Ha ha. A little amusing story from last night. Here in Leipzig I have a Taiwan roomie at the Youth Hostel (she's spending a couple of weeks doing some sort of summer course at the renowned Mendelssohn Musikhochschule I told you about). On the second night after some chit-chat about our respective summer plans and what good concerts were currently going on in the city she suddenly asked me: "When you are in Europe....what do you eat?"
In her defense, she usually prepares her own meals at the Hostel. Ramen-style noodles, from what I've been able to gather. Considering the dearth of Asian-style marketplaces nearby I assume the ingredients must be either hard to find or need to be direct imports. And considering they need to last her 2 weeks, direct imports would probably require a small luggage bag themselves. Curious, that she apparently would not seriously consider partaking in the local cuisine. In my opinion, a good part of the enjoyment of going to Europe is the food!
Anyway, went to Eisleben today. This is an important city because Martin Luther both was born and died there (the two houses are open to visitors and they're not that far away from each other). Much of this city is simply dedicated to Luther this Luther that and this is the Church where Luther gave 10 (or 20 or 53 or 197 insert-whatever-number-you-care-for-here-since-I-wasn't-really-paying-close-attention) of his sermons. And here is the tavern where Luther once drank a beer. And this is the fountain where he once washed his hands, blah blah blah kind of thing. Otherwise, Eiseleben is not particularly picturesque or exciting. Rather small and lonely.
But, some of the museums/houses/exhibits were informative. For instance: Luther's translation and the subsequent printing of the Luther Bible in German was not so much important because the text was finally made available to the public (back in 1524ish how many people could read anyway? and besides, there were German Bibles available already), but because this was the first real step taken in standardizing the German language. This, of course, accomplished, firstly, due to its wide diffusion, and secondly, because in translating it Luther made a point to choose a language that "could be understood by everyone: the children on the street, the men in the marketplace, the mothers at home, etc", thus doing a bit for German what Shakespeare did to English or Dante did to Italian.
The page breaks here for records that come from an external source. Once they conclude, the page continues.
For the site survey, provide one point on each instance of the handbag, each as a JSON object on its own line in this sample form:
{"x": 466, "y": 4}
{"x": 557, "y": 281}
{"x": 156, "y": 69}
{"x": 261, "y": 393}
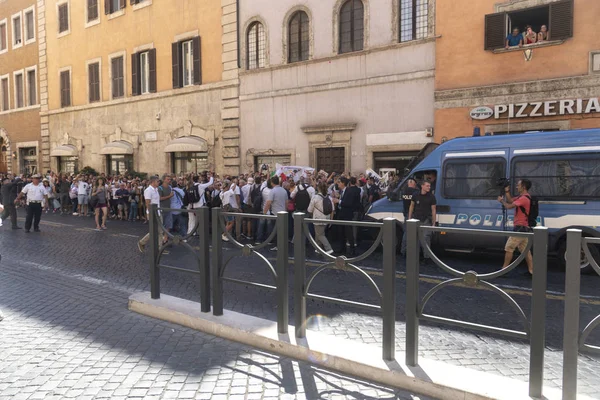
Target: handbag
{"x": 94, "y": 201}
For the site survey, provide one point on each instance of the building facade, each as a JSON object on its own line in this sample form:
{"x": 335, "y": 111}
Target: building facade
{"x": 337, "y": 85}
{"x": 21, "y": 143}
{"x": 482, "y": 87}
{"x": 141, "y": 85}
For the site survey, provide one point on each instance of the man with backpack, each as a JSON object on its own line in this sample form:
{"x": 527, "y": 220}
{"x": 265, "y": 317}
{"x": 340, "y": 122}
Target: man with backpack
{"x": 526, "y": 213}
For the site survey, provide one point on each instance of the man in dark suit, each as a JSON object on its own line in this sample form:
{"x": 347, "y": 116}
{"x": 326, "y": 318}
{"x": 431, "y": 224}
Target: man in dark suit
{"x": 9, "y": 194}
{"x": 348, "y": 208}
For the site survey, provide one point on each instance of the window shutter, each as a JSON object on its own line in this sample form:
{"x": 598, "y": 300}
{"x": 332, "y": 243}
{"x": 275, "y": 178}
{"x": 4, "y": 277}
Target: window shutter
{"x": 176, "y": 59}
{"x": 152, "y": 70}
{"x": 91, "y": 86}
{"x": 495, "y": 31}
{"x": 197, "y": 49}
{"x": 561, "y": 20}
{"x": 135, "y": 74}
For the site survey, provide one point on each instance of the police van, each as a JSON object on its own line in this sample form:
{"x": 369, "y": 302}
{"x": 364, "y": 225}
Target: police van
{"x": 564, "y": 168}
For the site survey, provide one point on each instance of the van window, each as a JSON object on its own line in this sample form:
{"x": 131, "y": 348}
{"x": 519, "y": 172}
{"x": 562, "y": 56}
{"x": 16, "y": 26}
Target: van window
{"x": 575, "y": 177}
{"x": 473, "y": 179}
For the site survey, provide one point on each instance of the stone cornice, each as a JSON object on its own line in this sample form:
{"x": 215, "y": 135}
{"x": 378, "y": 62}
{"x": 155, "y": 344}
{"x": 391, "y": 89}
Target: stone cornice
{"x": 329, "y": 128}
{"x": 561, "y": 88}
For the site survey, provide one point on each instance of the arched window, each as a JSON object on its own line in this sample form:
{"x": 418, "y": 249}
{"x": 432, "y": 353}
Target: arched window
{"x": 257, "y": 46}
{"x": 352, "y": 26}
{"x": 298, "y": 37}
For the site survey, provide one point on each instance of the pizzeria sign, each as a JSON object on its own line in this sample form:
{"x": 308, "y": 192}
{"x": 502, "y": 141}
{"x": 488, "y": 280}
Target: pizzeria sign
{"x": 538, "y": 109}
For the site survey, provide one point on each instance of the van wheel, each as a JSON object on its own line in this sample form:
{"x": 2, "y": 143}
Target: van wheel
{"x": 584, "y": 263}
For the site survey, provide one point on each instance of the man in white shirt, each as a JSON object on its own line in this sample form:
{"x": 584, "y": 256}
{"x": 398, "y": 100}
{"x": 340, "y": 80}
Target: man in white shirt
{"x": 152, "y": 196}
{"x": 82, "y": 196}
{"x": 201, "y": 188}
{"x": 36, "y": 193}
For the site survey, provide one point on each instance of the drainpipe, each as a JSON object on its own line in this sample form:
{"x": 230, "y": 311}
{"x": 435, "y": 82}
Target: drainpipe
{"x": 237, "y": 18}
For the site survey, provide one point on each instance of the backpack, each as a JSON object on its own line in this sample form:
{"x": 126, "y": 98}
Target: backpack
{"x": 302, "y": 198}
{"x": 192, "y": 195}
{"x": 327, "y": 205}
{"x": 534, "y": 210}
{"x": 216, "y": 201}
{"x": 256, "y": 197}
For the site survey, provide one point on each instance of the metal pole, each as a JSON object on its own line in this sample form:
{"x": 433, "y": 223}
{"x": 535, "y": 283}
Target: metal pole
{"x": 412, "y": 291}
{"x": 282, "y": 269}
{"x": 389, "y": 289}
{"x": 217, "y": 262}
{"x": 202, "y": 216}
{"x": 571, "y": 328}
{"x": 299, "y": 275}
{"x": 538, "y": 311}
{"x": 154, "y": 269}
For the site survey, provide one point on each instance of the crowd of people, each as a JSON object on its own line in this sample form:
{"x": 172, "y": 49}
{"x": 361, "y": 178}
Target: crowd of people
{"x": 127, "y": 198}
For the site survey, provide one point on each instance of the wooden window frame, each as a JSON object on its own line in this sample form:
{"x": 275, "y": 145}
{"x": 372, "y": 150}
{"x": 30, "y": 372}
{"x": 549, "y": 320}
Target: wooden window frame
{"x": 414, "y": 20}
{"x": 92, "y": 22}
{"x": 26, "y": 25}
{"x": 492, "y": 43}
{"x": 13, "y": 17}
{"x": 89, "y": 82}
{"x": 4, "y": 23}
{"x": 58, "y": 6}
{"x": 62, "y": 90}
{"x": 353, "y": 29}
{"x": 7, "y": 78}
{"x": 20, "y": 72}
{"x": 28, "y": 86}
{"x": 177, "y": 59}
{"x": 299, "y": 14}
{"x": 111, "y": 57}
{"x": 256, "y": 48}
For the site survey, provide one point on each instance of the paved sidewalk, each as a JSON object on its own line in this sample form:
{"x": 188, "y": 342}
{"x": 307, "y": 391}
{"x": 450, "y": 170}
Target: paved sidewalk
{"x": 70, "y": 247}
{"x": 70, "y": 338}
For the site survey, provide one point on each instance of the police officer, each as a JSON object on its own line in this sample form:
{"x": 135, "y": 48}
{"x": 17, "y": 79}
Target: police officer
{"x": 9, "y": 194}
{"x": 35, "y": 195}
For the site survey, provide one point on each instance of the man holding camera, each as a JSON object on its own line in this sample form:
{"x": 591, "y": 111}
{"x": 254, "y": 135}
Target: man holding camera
{"x": 522, "y": 206}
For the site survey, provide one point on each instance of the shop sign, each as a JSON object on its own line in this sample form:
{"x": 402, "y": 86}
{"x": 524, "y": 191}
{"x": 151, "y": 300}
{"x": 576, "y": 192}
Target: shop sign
{"x": 538, "y": 109}
{"x": 481, "y": 113}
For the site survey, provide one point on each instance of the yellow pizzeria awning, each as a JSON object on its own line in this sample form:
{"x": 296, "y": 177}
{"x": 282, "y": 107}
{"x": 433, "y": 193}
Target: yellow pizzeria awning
{"x": 117, "y": 148}
{"x": 190, "y": 144}
{"x": 66, "y": 150}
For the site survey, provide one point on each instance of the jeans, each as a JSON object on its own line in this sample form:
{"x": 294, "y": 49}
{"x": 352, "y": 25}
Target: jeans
{"x": 264, "y": 227}
{"x": 34, "y": 213}
{"x": 180, "y": 224}
{"x": 321, "y": 238}
{"x": 10, "y": 210}
{"x": 133, "y": 212}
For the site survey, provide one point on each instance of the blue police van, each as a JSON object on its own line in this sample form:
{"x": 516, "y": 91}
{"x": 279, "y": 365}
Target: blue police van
{"x": 564, "y": 168}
Anyway, returning back to Leipzig in the afternoon I took a stroll over to Felix Mendelssohn's house (and museum), which was rather neat. From the location, size, family trip records, and belongings on display I deduced that Mendelssohn came from a rather affluent family. But that's not really what made the visit neat or surprising, or worthwhile. What was super cool about Mendelssohn, that not too many people know about, was the fact that he was also a talented painter. His watercolor paintings, for instance, are stunningly precise and beautiful! And what's curious, his paintings are not passionate and lyrical like his music, but expressive more of a very scientific, journalistic realism type of talent, the contrast which I found rather neat, and a very exciting and pleasant discovery.